IBM’s software results slipped downward in the second quarter of 2004, along with those of several other enterprise software companies. Despite IBM’s optimism, things are not as rosy for the rest of the software market, said some analysts.

“IBM’s results look pretty good, but there is nothing that really jumped out that let’s you say here’s a definable trend,” said Gregg Moskowitz, an analyst at Susquehanna Financial Group.

Instead of a swell in software spending lifting all boats, the recovery in software is turning out to be spotty, with only certain sectors and companies benefiting. In particular, security, management, infrastructure and analytics software stand to do well this year, as do the larger suppliers in the marketplace, analysts said.

In fact, the market overall is expected to grow more slowly this year as compared with last year, even though some areas will remain hot. Based on its surveys of chief information officers at large companies, JP Morgan expects spending on software in 2005 to grow in the range of 4 percent to 7 percent, which is a slowdown from the 8 percent to 10 percent spending growth seen in 2004.

Despite the slowing spending rate, JP Morgan said certain software companies stand to do well this year, as corporate customers invest in software-related projects, such as regulatory compliance, software infrastructure overhauls and business intelligence applications.

“The market has begun to mature with most subsectors decelerating,” said a report released by JP Morgan in January, which said software is no longer a high-growth industry. This “means that growth still exists but is harder to find.”

Ever the optimists
Still, the cheery report was enough to ignite talk of a sustained turnaround. “We believe that IBM’s strong Q4 software numbers provide another indication that the December results for the industry should be positive. It appears that end-of-year budget flush was seasonally very strong,” said a Merrill Lynch research report published Wednesday.

Other software companies are seeing better days as well. Earlier this month, customer sales and support applications company Siebel Systems said it would beat out analysts’ expectations for revenue in the fourth quarter of 2004, citing a rise in license and hosted application sales. Oracle, too, reported strong earnings; earnings for the second quarter, posted in December, grew 32 percent year over year.

The areas where IBM did particularly well last quarter, such as business integration middleware and management, dovetail with strong financial results in those areas from its competitors, such as Tibco and Mercury, noted Moskowitz. But, he added, IBM’s reported growth rate was aided by a weak dollar and acquisitions.

Even with the better financial performance of the large enterprise software companies, some analysts said they believe the software sector as a whole is simply not as vibrant as it once was.

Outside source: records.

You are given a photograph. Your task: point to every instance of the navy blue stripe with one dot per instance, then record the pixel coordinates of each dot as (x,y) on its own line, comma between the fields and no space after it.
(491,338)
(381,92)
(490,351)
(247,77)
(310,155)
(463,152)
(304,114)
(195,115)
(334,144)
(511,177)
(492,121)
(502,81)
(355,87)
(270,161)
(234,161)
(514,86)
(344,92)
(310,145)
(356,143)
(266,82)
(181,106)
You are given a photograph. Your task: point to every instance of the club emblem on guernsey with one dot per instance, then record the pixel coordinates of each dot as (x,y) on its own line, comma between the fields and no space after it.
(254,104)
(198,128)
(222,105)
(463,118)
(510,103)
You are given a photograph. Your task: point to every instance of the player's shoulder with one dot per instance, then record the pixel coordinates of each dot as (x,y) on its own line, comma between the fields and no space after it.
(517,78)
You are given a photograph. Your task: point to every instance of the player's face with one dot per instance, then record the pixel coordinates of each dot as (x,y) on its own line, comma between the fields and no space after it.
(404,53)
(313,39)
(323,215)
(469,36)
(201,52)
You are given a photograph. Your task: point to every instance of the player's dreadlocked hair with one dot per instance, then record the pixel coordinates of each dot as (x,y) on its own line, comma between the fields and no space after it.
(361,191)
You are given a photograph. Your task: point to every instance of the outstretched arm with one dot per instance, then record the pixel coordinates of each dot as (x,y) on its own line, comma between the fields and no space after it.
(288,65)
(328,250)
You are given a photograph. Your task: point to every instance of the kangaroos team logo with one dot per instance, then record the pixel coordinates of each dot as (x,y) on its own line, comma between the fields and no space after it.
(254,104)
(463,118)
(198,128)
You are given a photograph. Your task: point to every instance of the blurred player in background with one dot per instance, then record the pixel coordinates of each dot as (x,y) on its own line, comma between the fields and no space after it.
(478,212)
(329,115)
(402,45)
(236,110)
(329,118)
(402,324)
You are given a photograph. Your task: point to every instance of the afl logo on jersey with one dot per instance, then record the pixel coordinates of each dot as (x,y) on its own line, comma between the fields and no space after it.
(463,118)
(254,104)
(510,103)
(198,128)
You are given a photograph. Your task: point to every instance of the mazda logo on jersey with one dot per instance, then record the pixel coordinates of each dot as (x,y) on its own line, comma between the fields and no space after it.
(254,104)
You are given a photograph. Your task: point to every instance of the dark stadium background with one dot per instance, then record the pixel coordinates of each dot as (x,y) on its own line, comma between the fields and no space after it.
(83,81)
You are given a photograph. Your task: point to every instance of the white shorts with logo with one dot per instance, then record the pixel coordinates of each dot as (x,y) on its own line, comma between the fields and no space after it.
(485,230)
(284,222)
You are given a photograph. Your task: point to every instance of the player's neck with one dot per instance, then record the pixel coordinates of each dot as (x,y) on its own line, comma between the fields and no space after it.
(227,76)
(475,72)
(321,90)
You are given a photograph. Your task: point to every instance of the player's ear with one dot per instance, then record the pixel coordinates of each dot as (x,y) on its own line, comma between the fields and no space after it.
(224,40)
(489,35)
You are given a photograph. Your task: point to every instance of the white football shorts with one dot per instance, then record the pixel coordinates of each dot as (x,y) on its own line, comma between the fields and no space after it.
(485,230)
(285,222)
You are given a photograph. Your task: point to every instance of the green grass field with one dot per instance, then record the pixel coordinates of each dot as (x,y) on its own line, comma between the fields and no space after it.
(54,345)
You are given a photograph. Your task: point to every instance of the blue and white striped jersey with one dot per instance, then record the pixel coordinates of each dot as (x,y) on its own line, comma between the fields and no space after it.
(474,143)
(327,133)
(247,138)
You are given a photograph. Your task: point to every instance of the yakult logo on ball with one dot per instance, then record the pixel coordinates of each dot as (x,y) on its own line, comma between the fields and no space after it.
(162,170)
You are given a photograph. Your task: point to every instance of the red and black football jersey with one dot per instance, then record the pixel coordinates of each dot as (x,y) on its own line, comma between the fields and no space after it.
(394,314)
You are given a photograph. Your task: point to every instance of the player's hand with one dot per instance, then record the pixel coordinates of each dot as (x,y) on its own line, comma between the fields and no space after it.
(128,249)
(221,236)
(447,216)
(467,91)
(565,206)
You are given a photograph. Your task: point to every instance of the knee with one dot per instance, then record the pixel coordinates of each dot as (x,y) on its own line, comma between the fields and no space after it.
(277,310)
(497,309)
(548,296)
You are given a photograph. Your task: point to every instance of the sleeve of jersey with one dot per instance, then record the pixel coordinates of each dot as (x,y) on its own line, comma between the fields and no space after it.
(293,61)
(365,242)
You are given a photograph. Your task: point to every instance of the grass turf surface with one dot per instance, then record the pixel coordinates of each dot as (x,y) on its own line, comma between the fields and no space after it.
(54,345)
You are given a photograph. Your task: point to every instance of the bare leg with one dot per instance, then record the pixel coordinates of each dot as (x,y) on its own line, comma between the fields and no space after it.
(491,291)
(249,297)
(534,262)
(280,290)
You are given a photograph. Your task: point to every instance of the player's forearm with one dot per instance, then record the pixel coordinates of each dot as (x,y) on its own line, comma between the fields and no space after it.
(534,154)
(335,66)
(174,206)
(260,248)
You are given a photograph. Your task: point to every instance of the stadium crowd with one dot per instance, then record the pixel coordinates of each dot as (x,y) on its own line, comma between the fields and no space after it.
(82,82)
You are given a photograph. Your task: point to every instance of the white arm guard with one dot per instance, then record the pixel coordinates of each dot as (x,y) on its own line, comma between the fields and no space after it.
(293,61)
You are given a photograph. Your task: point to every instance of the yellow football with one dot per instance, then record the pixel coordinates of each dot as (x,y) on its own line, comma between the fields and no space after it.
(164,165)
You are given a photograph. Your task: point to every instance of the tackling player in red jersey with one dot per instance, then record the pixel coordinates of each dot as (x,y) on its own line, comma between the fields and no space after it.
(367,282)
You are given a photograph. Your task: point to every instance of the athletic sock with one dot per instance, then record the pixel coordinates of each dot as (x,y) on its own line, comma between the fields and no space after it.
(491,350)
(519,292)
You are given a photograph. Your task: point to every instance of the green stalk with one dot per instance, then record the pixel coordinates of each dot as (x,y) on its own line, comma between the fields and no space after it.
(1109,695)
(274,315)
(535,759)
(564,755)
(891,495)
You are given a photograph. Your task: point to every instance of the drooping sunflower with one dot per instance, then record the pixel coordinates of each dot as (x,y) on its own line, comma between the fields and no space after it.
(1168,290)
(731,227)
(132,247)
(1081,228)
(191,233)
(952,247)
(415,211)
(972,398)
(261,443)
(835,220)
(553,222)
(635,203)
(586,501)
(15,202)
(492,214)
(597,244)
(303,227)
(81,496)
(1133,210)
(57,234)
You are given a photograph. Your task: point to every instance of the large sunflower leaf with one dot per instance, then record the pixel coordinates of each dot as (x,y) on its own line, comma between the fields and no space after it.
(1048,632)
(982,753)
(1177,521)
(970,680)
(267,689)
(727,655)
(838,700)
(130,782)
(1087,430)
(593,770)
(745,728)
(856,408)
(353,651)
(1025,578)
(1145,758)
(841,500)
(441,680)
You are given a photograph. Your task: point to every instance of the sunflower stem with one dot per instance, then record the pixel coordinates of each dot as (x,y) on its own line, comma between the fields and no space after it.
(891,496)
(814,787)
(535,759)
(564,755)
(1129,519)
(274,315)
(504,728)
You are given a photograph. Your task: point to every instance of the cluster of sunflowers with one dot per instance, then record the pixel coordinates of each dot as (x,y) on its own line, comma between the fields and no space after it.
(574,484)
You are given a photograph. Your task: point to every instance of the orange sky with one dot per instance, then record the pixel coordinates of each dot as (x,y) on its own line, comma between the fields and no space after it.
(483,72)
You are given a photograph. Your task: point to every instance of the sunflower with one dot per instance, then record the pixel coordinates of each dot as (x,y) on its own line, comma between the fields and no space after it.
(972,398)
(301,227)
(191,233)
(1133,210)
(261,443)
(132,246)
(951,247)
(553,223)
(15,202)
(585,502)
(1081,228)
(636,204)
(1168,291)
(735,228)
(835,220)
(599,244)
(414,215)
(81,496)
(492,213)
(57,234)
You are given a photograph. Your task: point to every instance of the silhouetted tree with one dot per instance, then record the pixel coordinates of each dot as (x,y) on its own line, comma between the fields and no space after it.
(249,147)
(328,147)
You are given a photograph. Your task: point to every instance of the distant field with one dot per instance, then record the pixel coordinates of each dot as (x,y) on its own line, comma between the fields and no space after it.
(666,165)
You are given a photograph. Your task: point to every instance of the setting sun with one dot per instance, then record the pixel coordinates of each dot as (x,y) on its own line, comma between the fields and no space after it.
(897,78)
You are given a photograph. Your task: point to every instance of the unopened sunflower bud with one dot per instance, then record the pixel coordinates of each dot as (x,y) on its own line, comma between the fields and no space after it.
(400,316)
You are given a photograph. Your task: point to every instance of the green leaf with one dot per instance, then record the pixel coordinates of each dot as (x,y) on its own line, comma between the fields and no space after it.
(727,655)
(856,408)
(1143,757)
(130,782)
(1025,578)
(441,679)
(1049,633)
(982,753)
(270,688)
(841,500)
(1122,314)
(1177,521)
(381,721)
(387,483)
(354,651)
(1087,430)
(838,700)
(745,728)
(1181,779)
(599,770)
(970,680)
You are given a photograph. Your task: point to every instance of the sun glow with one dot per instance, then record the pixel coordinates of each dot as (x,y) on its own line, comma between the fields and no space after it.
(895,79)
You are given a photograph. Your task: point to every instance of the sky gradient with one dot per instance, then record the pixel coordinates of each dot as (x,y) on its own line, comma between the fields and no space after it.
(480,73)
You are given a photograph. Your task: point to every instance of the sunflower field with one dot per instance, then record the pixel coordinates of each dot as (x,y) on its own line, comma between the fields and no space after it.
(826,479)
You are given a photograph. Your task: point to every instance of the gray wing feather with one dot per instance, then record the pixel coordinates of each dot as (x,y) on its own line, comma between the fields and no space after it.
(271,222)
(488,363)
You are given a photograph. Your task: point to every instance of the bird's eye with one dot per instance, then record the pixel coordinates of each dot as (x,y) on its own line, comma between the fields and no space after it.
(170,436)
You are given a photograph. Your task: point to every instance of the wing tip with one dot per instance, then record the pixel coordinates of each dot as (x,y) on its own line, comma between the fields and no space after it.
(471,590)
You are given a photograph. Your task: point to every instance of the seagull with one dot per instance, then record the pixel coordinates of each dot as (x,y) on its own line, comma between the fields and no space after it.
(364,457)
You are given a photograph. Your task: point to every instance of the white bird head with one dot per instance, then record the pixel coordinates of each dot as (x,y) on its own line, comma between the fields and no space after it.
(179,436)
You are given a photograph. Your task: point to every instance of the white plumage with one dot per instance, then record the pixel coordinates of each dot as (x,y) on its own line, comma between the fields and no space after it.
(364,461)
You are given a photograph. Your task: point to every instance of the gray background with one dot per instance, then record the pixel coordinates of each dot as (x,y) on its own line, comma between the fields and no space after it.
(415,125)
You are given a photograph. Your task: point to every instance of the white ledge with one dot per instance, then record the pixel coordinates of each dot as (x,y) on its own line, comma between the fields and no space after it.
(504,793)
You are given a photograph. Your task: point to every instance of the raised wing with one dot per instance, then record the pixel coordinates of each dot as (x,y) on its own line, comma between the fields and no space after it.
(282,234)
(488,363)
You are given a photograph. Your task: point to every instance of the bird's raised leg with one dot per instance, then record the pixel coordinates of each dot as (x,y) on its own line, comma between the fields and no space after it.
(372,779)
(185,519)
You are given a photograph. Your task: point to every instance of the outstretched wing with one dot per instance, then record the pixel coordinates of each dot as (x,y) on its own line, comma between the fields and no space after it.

Entrenched suppliers are facing pricing pressure from tightfisted corporate customers as well as growing interest in open-source and hosted software, such as that offered by These conditions favor larger companies, which can provide a broad suite of products and services to their corporate clients, who are paring down the number of their suppliers.

For example, the large database providers, such as IBM, Microsoft and Oracle, continue to add data analysis tools to their product packages, which will put pressure on standalone business intelligence companies, such as Business Objects and Hyperion, said Embersits. Indeed, many analysts expect that the business intelligence and data analytics area, which has already seen a wave of mergers and acquisitions, is ripe for further vendor consolidation.

“People are still buying software, and every market has a lot of competition, but there is no clear new niche that someone can grab and own,” said Jeff Embersits, an analyst at Shareholder Value Management, which has been shorting much of the software sector since last fall. “The big guys in software will just keeping adding features and functionality (to their products).”